La spiegazione più o meno consueta per questa inversione della curva vecchio stile di Phillips è che le aspettative di inflazione sono “ancorate”: ognuno si aspetta che la Fed realizzi il suo obbiettivo del 2 per cento, cosicché nella curva il periodo dell’inflazione attesa si posa semplicemente su quel punto, non si muove attorno basandosi sulle fluttuazioni annue. Ma in quel caso, come definiamo la piena occupazione?

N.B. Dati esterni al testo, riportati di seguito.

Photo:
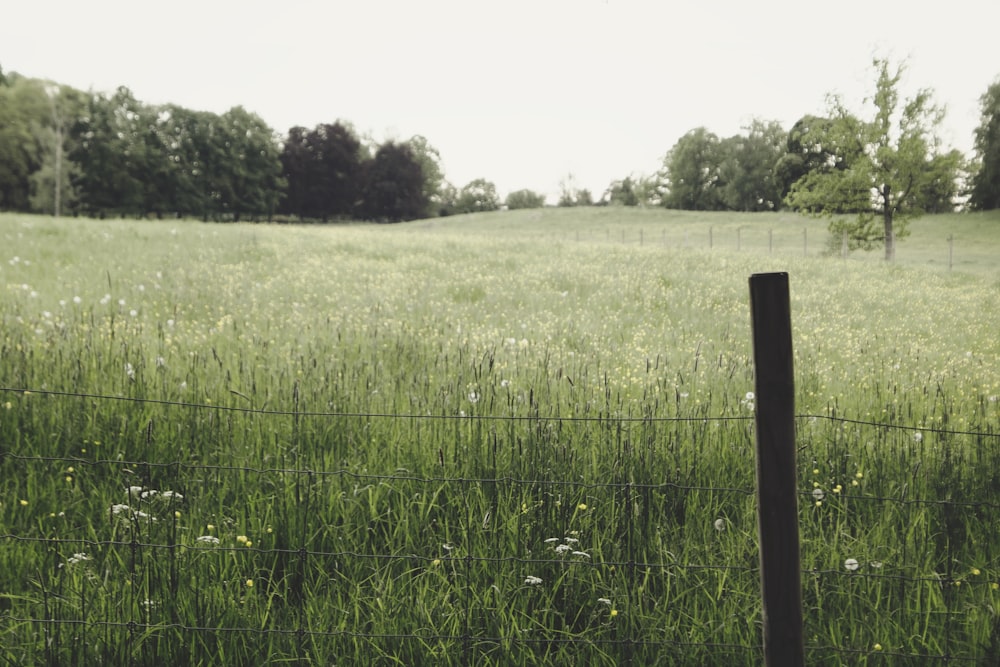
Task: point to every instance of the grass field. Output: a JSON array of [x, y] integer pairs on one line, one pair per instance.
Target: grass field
[[514, 438]]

La risposta che io suggerirei è che la piena occupazione sarebbe il tasso di disoccupazione al quale le aspettative sono suffragate dai dati di fatto – perché se l’inflazione sta abbastanza a lungo sufficientemente al di sopra o al di sotto dell’obbiettivo, presumibilmente l’ancora si mette in libertà. Dunque dovremmo osservare il tasso di inflazione IECA – Inflazione Effettivamente Corrispondente alle Aspettative? Per quello che può valere, la IECA è uguale a 4,9. Esatto, Federal Reserve? [2]

Non sforzatevi troppo con tutto questo, ma la mia opinione è che i dati recenti sono perfettamente coerenti con il punto di vista secondo il quale la piena occupazione richiede un tasso di disoccupazione al di sotto del 5 per cento; i dati più recenti suggerirebbero un tasso persino più basso. Questo può essere più o meno giusto; io non lo so. Ma neanche la Fed lo sa.

Di fronte all’incertezza, la questione cruciale è quello che accade se si sbaglia. Ed i rischi sembrano ancora ampiamente asimmetrici. Alzate i tassi “troppo tardi” e l’inflazione per un breve periodo eccederà l’obbiettivo. E’ così negativo? (e perché la Fed sta sempre di più dando l’impressione che il 2 per cento non sia un obbiettivo ma un limite? Forse che tutto quello che abbiamo osservato dal 2007 non indica che quello non è un livello affatto rassicurante?) Alzate i tassi troppo presto, d’altra parte, e rischiate di cadere in una trappola deflazionistica che potrebbe richiedervi anni, addirittura decenni, per venirne fuori.

Spero davvero tanto che questo concetto stia arrivando.

 

 

[1] Suppongo nel senso che anche Duy è diventato perplesso sull’ipotesi di un rialzo. Infatti, sul suo blog in data 2 febbraio egli commenta il seguente diagramma di fonte Fed, che mostra una forte decelerazione nei dati trimestrali dell’inflazione anche negli Stati Uniti:

z 481

 

 

 

 

 

 

 

[2] Questa traduzione è complicata. IECA è semplicemente la traduzione dell’acronimo AIEE, che non so se è inventato ad hoc o abbia un significato tecnico preciso. La misurazione di tale espressione non so spiegarla, ma sembra alludere ad un concetto tecnico definito. Quanto alla espressione FWIW dovrebbe stare per “For what it’s worth”, espressione slang per “per quello che vale”. FRB, invece, sta per Federal Reserve Bank.